Essa narrativa da escola como igualdade de oportunidades, embora ainda corrente, sofreu um grande revés a partir da difusão das teorias crítico-reprodutivistas que passaram a conceber a escola como mais um mecanismo de perpetuação e legitimação das desigualdades. A herança cultural de uma classe transforma-se em um “capital escolar” que rende aos privilegiados o supremo privilégio de ocultar a fonte de sua distinção. A escola não seria a instituição promotora da igualdade de oportunidades, mas a principal fonte legitimadora das desigualdades sociais e econômicas.
Nessa perspectiva, ela só poderia realizar seu compromisso com a igualdade na medida em que fosse capaz de criar mecanismos que suprimissem – ou ao menos atenuassem – as desigualdades sociais e econômicas que condicionam o desempenho desigual de seus alunos e os efeitos dessa desigualdade na distribuição social dos indivíduos que as frequentam. Uma tarefa que, na experiência brasileira, marcada pela cisão entre escolas públicas e escolas privadas, pareceria ser simplesmente inexequível. É em meio a esse debate acerca dos limites da escola em seu compromisso com a igualdade que as reflexões do filósofo Jacques Rancière trazem à luz uma nova perspectiva.

Segundo ele, a escola não deve ser pensada como um elemento de preparação para a igualdade futura, mas como um local da potencial experiência da igualdade fincada no presente. Para Rancière, tanto o discurso liberal como o crítico-reprodutivista assumem o postulado da desigualdade, embora um procure justificá-la, enquanto o outro busca atenuá-la ou superá-la. Em franca oposição a essas duas formas de pensar a natureza do compromisso da escola com a igualdade, o filósofo franco-argelino afirma que a forma escolar nasce e se justifica como um modo de atestar e de verificar a igualdade de todos os humanos, e não como instrumento de superação de uma desigualdade já postulada de antemão.
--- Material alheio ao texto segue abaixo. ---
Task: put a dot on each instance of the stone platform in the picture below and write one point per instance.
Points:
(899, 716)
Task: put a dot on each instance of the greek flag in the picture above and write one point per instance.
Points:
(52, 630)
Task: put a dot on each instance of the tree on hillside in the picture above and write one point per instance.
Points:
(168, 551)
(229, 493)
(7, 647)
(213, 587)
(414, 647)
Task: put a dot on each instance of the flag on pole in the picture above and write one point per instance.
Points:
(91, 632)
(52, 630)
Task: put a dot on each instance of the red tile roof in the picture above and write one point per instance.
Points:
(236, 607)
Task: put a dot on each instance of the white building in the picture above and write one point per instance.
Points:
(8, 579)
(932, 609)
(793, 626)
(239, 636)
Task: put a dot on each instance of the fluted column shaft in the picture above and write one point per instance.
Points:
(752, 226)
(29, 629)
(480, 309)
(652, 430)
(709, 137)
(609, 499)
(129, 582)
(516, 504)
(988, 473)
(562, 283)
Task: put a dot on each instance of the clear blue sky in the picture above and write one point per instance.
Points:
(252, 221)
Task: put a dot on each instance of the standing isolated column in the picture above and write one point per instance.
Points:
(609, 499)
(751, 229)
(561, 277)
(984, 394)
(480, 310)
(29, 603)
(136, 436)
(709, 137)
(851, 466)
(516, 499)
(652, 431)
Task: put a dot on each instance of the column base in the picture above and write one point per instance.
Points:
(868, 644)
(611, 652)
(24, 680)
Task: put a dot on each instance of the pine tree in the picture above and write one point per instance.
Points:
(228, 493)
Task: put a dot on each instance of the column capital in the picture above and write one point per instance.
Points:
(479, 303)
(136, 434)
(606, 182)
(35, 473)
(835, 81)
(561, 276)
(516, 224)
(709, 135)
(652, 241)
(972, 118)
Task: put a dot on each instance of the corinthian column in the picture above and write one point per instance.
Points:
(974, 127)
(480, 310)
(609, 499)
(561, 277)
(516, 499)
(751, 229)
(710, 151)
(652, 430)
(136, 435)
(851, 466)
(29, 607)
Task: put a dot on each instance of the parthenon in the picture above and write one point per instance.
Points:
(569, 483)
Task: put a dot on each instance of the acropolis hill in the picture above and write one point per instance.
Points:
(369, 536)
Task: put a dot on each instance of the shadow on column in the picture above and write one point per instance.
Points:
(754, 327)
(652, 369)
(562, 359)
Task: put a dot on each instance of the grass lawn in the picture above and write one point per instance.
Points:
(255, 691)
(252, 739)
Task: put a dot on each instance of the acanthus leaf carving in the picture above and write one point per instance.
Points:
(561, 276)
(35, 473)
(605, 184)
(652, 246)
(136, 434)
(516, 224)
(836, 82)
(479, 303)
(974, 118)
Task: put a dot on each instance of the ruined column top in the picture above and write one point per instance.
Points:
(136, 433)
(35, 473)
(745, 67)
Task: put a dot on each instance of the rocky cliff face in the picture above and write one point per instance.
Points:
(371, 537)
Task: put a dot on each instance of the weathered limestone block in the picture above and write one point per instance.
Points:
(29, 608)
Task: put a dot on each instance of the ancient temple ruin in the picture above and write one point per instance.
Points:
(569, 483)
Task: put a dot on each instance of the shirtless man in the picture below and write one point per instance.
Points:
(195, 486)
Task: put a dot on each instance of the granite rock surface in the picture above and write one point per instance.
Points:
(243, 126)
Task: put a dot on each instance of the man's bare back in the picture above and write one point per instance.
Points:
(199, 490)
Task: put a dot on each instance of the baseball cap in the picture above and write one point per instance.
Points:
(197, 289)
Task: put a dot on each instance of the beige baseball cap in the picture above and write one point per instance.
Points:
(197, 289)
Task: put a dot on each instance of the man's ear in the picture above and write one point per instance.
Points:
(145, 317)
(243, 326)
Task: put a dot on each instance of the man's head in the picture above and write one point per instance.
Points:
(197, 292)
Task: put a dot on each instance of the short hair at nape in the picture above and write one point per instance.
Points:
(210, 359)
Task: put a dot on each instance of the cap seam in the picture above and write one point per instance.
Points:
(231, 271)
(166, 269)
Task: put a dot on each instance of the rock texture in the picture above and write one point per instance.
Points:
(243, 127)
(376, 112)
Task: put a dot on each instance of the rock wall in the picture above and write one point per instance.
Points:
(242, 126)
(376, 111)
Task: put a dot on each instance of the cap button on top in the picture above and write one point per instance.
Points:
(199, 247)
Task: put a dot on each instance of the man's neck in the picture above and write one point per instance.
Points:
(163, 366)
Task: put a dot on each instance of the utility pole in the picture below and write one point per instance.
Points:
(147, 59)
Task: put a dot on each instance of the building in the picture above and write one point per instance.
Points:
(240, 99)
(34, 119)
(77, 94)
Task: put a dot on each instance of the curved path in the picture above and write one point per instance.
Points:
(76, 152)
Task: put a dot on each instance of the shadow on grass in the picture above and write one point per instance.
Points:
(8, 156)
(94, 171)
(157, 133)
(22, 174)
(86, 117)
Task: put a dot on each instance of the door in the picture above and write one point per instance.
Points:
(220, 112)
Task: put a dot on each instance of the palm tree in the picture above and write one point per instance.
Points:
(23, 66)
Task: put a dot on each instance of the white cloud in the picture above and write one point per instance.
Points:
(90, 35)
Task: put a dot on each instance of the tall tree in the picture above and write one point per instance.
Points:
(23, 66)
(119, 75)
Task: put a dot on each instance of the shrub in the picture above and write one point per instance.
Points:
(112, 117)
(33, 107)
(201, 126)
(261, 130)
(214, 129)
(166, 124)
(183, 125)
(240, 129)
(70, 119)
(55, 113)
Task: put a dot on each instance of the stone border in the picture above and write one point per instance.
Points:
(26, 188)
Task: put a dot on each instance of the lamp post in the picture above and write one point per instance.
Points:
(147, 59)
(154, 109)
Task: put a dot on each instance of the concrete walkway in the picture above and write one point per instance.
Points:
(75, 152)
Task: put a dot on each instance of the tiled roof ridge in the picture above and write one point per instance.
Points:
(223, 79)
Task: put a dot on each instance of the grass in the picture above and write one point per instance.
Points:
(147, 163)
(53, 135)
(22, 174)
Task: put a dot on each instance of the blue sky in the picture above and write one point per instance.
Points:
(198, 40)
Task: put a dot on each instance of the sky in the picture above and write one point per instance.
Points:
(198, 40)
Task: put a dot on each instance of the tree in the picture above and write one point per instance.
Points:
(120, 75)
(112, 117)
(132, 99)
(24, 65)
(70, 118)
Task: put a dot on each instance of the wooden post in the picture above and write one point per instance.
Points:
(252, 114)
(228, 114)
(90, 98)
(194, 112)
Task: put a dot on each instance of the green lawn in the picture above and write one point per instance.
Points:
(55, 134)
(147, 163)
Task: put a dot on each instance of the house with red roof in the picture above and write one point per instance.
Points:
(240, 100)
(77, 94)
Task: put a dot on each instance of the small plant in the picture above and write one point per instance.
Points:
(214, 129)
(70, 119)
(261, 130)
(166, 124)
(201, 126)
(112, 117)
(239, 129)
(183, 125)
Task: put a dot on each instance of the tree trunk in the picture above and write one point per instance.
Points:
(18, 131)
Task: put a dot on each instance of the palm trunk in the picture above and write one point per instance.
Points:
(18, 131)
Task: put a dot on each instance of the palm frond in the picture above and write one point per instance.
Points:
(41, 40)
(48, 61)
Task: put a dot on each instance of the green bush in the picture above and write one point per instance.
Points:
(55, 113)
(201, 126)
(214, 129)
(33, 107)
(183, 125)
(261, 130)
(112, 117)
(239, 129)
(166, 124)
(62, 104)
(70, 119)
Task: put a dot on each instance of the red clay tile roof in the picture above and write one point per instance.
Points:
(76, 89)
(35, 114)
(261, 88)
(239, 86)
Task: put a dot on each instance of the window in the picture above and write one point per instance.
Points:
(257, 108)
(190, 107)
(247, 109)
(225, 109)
Essa igualdade não é econômica ou social, mas fundamentalmente política. Ela diz respeito à própria ideia de criação de um tempo e de um espaço de formação comum a todos; que suspenda as desigualdades exteriores e libere aqueles que estariam presos à luta pela produção da subsistência para se encontrarem com seus iguais mediados por objetos da inteligência humana. Mas ela tem a ver também com o postulado da igual capacidade de todos os humanos de se tornarem seres dotados de linguagem, de serem capazes não só de expressar suas necessidades como de exprimir o que lhes parece ser justo ou injusto; belo ou feio; bom ou mau. Nesse sentido, o compromisso da escola com a igualdade não se realiza em um futuro distante e fora dela, mas na própria experiência escolar de reconhecer cada aluno como um sujeito dotado de linguagem, de capacidade de compreensão e ajuizamento. Um igual entre iguais; uma igualdade ontológica que não depende de desempenho nem de consequências futuras.